How to overcome e-discovery challenges in food manufacturing
The eDiscovery process comes with unique challenges for the food industry—the volume of data, the need to work within industry rules and regulatory requirements and the high frequency of claims.
In today’s digital world, nearly every company produces gigabytes of electronically stored information (ESI) on a weekly – if not daily – basis. That means that when litigation arises, there’s an ever-growing number of documents to collect, analyze and review for the case. That process is called electronic discovery, or eDiscovery. It includes data acquisition from multiple parties, data culling, advanced analytics, document review, document production and more. The eDiscovery process comes with unique challenges for the food industry—the volume of data, the need to work within industry rules and regulatory requirements and the high frequency of claims.
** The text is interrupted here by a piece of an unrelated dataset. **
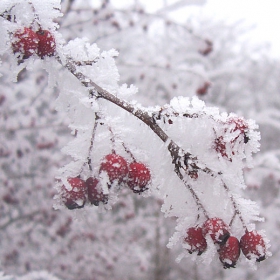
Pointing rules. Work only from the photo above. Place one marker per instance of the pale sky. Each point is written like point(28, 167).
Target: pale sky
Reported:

Here’s a look at three main eDiscovery challenges the food industry faces and ways to manage them:
1. Large volume of data
The amount of data involved in a case can add up quickly, especially when considering the number of different sources where data is stored – email, mobile devices, social media platforms, computers, servers, cloud-based repositories and more. Adding to the complexity is data that lives in a proprietary database or atypical format. In these instances, a tailored solution might be necessary to review that data in the same format as more traditional files and handle all the data uniformly. This requires advanced planning, the right technology and experienced personnel to oversee the process.
It’s important to first understand what data you have, where it is stored and who has access to it. This process of “mapping” data can be handled internally or through a third party and should include a thorough custodian questionnaire (CQ), which can easily be set up and handled through some eDiscovery platforms. In the early stage of a matter, CQs help counsel winnow down a broad custodian list to those most involved or closest to the matter, so they can reveal where any potentially relevant files reside. Additionally, CQs can enable counsel to do early case analysis and work out a strategy for handling the data and managing the case.
Once you have an understanding of where your data lives, the eDiscovery team can help determine the best platform, or ideally, a tailored combination of tools and platforms, for preserving, collecting, processing and reviewing data in the most efficient and cost-effective manner. The review platform should allow for plug-ins that offer additional functionality, like advanced analytics, including technology-assisted review (TAR), deep analysis, exact and near deduplication, email threading, conversation indexes and robust redaction capability, all of which will help both increase accuracy and decrease costs when utilized correctly.
2. Regulatory requirements
With the number of regulations that food manufacturers face – from an alphabet soup of organizations including OSHA, FDA, USDA, FTC and EPA – it makes sense that many of those requirements relate to a company’s data. For example, companies must keep extensive records to show they have implemented food safety plans and Hazard and Critical Control Points (HACCP) plans. Further, they’re required to document the monitoring of critical control points, critical limits and verification activities, among other things.
Establish and implement a document management policy that clearly outlines what data your organization needs to keep, where to store it and for how long, what data to delete, when to delete it and how to delete it defensibly. This includes data like emails and other communication that should be categorized in a certain way to comply with regulations. It’s important to audit the policy regularly to ensure it remains justifiable if questioned by regulators or in litigation.
3. Frequent litigation
Unfortunately for the food manufacturing industry, legal matters pop up rather frequently. In recent years, consumers have begun paying more attention to product labeling, advertising, genetically modified organisms (GMOs) and consumer fraud, making the food and beverage industry a top target for class actions and individual lawsuits, according to report published by Perkins Coie, Seattle, Wash. Frequent litigation is costly and time-consuming, especially for companies that lack a proper process for handling eDiscovery.
Make eDiscovery a standard business procedure rather than scrambling every time a new matter arises. Work with an eDiscovery expert to create a plan that is customized to your company’s requirements and expectations. The plan should outline, in a clear and effective manner, your organization’s policies, procedures and best practices for each part of the discovery process. This will ensure every legal matter is handled defensibly, consistently and correctly, saving both time and money.
Don’t let eDiscovery challenges create unnecessary costs and frustration. Take the steps now to gain complete visibility into data, so that you can manage it effectively, defensibly and securely. With the right team, processes and technology in place, your organization will be well equipped to handle the discovery process when litigation arises.